This film centres around Larry McLinden, played by Peter Strauss, who fights for custody of his young son Larry jnr (Jacob Penn). Even after McLinden discovers the boy isn’t really his son he continues the custody battle, resulting in one very confused little boy. The part played by Kevin Zegers is Larry McLinden when he was a young boy back in the 1950’s.
Kevin made use of the proliferation of movies being made in Toronto (as “Thicker Than Blood” was) when he scored a bit part in the 1994 classic “In The Mouth Of Madness”, directed by John Carpenter. Parts of the film were shot in Toronto and the rest in other Ontario locations of Markham and West Montrose. One group scene has eight children in it and all of the youngsters came from the Toronto area. Kevin Zegers was one of the eight and his sister Katie was another.
“In The Mouth Of Madness” featured Sam Neill, Jürgen Prochnow and Charlton Heston in lead roles but two other Canadian child actors made appearances. Hayden Christensen, in his second movie, had a small part and Toronto born Sean Roberge (then 21) was the desk clerk in this, his last movie before his untimely death in a vehicle accident in 1996.
The Toronto movie business was still operative in 1995 and filming began early in the year of a drama titled “The Silence Of Adultery”. The lead character of Dr Rachel Lindsey, a doctor in an unconventional therapy centre, was played by Kate Jackson and, again, she obtained a part for Kevin Zegers in the film. He was Steven Harvett, an autistic child, whose father (Robert Desiderio) takes him to the therapy centre for treatment. Also in this movie was a 10 year old Corey Servier in one of his earlier roles.
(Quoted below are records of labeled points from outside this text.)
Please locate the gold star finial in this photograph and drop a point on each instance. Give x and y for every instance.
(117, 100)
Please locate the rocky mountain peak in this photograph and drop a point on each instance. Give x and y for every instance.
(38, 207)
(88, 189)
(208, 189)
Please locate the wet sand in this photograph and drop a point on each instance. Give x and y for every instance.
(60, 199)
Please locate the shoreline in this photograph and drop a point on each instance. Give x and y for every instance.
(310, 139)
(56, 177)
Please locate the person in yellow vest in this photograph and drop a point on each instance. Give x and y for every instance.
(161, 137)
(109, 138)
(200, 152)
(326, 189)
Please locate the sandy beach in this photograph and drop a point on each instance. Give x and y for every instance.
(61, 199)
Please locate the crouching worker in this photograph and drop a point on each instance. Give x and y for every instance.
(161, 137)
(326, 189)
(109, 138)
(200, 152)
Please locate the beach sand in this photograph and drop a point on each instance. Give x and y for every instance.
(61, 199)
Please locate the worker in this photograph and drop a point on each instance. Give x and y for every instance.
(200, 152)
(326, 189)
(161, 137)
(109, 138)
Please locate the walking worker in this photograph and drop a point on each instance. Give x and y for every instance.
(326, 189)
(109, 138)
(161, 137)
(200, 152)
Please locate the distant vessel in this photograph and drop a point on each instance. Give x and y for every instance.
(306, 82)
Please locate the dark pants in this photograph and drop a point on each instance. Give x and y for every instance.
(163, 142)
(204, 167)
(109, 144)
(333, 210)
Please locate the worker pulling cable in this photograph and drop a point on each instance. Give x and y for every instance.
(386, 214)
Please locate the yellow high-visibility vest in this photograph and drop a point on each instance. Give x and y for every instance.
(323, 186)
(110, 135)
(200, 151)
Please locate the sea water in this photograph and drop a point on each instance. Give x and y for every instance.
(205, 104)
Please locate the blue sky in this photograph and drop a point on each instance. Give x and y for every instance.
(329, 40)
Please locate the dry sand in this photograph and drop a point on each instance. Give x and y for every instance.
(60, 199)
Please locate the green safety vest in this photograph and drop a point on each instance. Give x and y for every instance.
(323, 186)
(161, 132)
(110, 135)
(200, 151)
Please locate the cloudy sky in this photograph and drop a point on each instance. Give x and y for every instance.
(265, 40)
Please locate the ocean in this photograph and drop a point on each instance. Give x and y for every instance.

Kevin was indeed very fortunate on two counts early in his career when he was trying to establish himself in the entertainment industry. Firstly, he received a helping hand from a proven performer in Kate Jackson an, also, he was able to act in movies that were filmed literally on his doorstep. This meant that he and his family did not have to re-locate and that he was able to keep attending his local school on (mostly) a full-time basis. Since he was very young, Kevin had attended St Rita’s Holy Family French immersion school in Woodstock. He was the captain of his school’s hockey team and, on the rare occasions he took time off school, missing his team’s hockey tournaments was his greatest disappointment. Throughout his schooling, Kevin was a straight A student, excelling in maths and science subjects and was also proficient in both French and English languages. As Kevin had attended the same school from a very young age, his celebrity status was accepted by his classmates more readily than is normally the case.
Still, Kevin Zegers had not obtained his ‘big break’ in the business, though that was to come in 1995 when he ventured into television roles.
His first such role was playing Gordon Bradley in an episode titled ‘A Time To Every Purpose’ of the TV series “Road To Avonlea” in March 1995. This was a popular series on Canadian television, a period costume drama set in the early 1900’s and based around the King family living in Avonlea on Prince Edward Island. Some filming was done in Ontario but most on Prince Edward Island, just off the Nova Scotia coast.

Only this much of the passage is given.